Upper back fat is a common problem. It is associated with underlying health problems like low carbohydrate tolerance, insulin resistance, and excess testosterone. If unattended, it might give rise to severe complications like diabetes, PCOS, and infertility.
The great news is shedding upper back fat is simpler than you think. Give it 3 weeks, and you can see a visibly toned upper back. Here are a few tips for losing back fat fast.
Back fat accumulates slowly over time, causes include:
Starting from age 30, each ten-year period becomes more prominent how difficult it is to shift, particularly around the ‘muffin tops,’ ‘love handles,’ and behind the bra strap.’
Unfortunately, you can’t spot reduce body fat. So it’s a case of lowering it holistically, rather than concentrating on particular areas.
Back fat can impact in a few different areas. Most women and men experience fat in one of these 3 areas:
The best way to find the area you want to target is to stand with a mirror at your back and hold the other mirror in your hand. Be sure you stand up tall, so the lines of your body are noticeable. You should be able to identify the worrying area.
To get rid of fat deposits behind your back, you will need to start by making a caloric deficit. That means that you will need to burn extra calories during the day than you eat [3].
Besides cutting calories, you will get rid of back fat more quickly if you focus your exercise regimen on targeting your upper and lower back muscles.
Adding HIIT (high-intensity interval exercise) to your regimen, along with working out these particular muscles, will start to give you the desired results.
A caloric deficit doesn’t have to be drastic to affect your weight. It can take 3,500 calories to equal a pound. If you decrease your caloric intake by 300 to 500 calories each day, you’ll begin to lose a pound or two each week. It may take a couple of weeks for your body to respond to cutting calories.
The simplest way to create a caloric deficit is to cut back on foods that are rich in calories but low in nutritional value. Cutting out sugary drinks, bleached and processed grains, and foods with many artificial preservatives can be a great place to begin.
Another method to create a caloric deficit is to beef up your exercise regimen. Burning 300 to 500 calories at the gymnasium, apart from cutting 300 to 500 calories daily from your diet, will maximize your weight loss results.

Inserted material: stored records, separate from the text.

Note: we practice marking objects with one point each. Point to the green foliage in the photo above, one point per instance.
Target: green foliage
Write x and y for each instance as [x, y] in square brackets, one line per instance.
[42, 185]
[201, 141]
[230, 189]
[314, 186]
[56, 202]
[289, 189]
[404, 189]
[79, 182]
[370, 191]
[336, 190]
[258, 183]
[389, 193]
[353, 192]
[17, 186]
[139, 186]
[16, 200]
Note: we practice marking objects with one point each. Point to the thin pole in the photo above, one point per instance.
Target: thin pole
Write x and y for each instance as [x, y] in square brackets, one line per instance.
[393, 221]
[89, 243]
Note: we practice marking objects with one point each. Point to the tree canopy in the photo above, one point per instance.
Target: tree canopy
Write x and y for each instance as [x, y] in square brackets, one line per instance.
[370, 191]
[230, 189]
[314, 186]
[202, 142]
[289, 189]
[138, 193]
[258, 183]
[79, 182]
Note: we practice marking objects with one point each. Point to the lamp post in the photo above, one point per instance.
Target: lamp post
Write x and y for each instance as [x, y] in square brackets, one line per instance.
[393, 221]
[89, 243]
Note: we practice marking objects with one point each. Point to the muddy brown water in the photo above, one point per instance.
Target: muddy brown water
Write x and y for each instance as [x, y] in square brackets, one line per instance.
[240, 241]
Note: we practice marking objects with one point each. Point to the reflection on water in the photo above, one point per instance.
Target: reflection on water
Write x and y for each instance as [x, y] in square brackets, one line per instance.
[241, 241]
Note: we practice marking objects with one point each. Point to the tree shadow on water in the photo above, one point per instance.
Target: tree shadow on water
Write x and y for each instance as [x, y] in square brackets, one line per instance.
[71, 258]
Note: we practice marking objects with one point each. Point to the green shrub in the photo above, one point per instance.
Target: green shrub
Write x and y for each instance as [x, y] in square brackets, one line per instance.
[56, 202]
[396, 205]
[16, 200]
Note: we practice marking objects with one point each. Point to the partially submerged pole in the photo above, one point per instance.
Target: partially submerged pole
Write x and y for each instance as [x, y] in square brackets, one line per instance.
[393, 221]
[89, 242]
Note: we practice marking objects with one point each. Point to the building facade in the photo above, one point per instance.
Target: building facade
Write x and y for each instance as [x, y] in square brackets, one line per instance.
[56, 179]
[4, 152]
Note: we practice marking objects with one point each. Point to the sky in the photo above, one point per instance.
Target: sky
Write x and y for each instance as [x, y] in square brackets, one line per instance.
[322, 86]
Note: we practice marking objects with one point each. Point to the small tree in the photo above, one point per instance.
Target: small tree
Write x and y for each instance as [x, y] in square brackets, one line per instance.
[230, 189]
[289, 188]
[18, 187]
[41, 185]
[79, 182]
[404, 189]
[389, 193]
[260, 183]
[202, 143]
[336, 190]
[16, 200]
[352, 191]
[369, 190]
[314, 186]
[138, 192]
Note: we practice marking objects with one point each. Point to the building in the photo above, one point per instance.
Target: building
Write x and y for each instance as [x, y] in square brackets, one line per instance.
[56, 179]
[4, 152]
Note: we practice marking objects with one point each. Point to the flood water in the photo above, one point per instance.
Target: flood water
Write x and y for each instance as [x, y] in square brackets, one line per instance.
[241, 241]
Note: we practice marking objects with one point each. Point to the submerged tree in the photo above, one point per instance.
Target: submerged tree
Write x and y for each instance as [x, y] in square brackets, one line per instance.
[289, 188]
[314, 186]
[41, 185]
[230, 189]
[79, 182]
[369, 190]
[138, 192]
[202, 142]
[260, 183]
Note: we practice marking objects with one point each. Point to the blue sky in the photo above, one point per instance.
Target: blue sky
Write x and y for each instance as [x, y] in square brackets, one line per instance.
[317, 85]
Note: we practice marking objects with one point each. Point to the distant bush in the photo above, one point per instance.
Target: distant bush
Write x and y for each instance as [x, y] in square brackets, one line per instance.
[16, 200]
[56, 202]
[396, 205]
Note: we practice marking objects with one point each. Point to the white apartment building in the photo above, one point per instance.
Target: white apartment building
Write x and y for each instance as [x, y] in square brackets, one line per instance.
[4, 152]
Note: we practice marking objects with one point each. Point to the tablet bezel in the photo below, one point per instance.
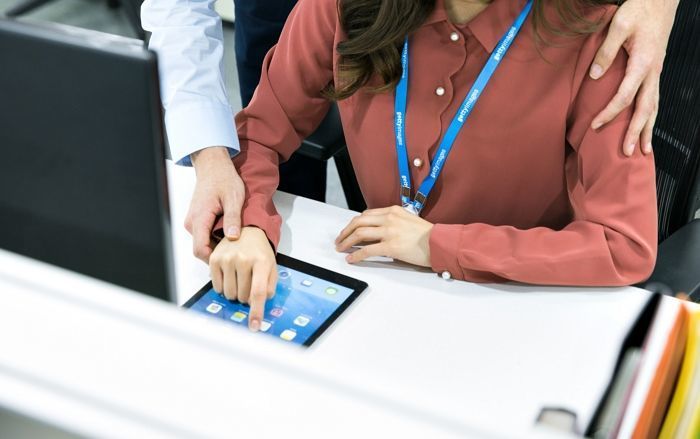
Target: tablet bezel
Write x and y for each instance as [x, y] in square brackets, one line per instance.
[357, 286]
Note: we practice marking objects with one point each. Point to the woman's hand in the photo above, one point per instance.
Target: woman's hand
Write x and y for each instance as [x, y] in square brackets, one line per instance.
[245, 270]
[642, 27]
[391, 232]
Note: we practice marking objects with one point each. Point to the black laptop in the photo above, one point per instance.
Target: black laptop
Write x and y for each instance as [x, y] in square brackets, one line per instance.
[83, 183]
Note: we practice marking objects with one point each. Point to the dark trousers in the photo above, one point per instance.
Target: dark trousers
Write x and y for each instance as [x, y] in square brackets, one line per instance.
[258, 27]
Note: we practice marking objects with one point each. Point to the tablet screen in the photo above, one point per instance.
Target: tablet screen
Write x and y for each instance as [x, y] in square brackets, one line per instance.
[303, 305]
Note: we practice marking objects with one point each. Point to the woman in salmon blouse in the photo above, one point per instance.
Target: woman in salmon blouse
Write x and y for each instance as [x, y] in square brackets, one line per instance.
[529, 192]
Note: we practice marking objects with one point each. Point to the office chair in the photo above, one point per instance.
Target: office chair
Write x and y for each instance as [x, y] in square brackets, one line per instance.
[676, 149]
[329, 141]
[131, 8]
[677, 153]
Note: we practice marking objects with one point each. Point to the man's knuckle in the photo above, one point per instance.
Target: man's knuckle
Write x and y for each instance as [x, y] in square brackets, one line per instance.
[622, 23]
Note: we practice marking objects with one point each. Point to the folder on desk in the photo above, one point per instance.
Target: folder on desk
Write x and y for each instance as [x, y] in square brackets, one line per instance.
[683, 417]
[656, 387]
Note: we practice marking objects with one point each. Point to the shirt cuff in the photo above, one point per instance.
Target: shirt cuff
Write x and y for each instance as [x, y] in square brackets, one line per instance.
[194, 126]
[444, 249]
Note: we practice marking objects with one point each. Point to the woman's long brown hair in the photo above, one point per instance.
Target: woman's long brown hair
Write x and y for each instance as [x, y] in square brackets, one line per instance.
[376, 29]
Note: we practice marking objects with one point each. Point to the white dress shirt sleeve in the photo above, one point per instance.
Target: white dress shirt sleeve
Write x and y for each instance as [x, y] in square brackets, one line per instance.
[188, 37]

Eating a diet that’s low in sodium and rich in fiber can help you trim “water weight” and excess fat that your body might be stored in your back region. Some of the best weight-loss supportive foods include [4]:
[Also Read: How to Reduce Tummy Fat Without Dieting]
These exercises focus the muscles in your lower back muscles, including your extensors and obliques. The exercises can be done at the gymnasium or home, with minimal exercise equipment required. It is one of the best ways to lose back fat. Lose back fat with these simple exercises.
This exercise aims your obliques, which are on your abdomen, and impacts your lower back area and “love handles.”
Repeat multiple times before switching to the opposite side.
[Also Read: Exercises for Belly Fat]
It’s a misconception that you can target just one place in your body to shed weight. But by doing exercises that target your back, along with cutting calories and eating a healthy diet, you can tone up that region of your body. Consistency is the key here. It’s also useful to have a support system.
Buddy up on a weight-loss app or at the gym to give yourself a better chance to succeed. Remember that each person’s body has limitations, and you do not have to see them as defects. Be patient with the body you have while you work toward your health targets.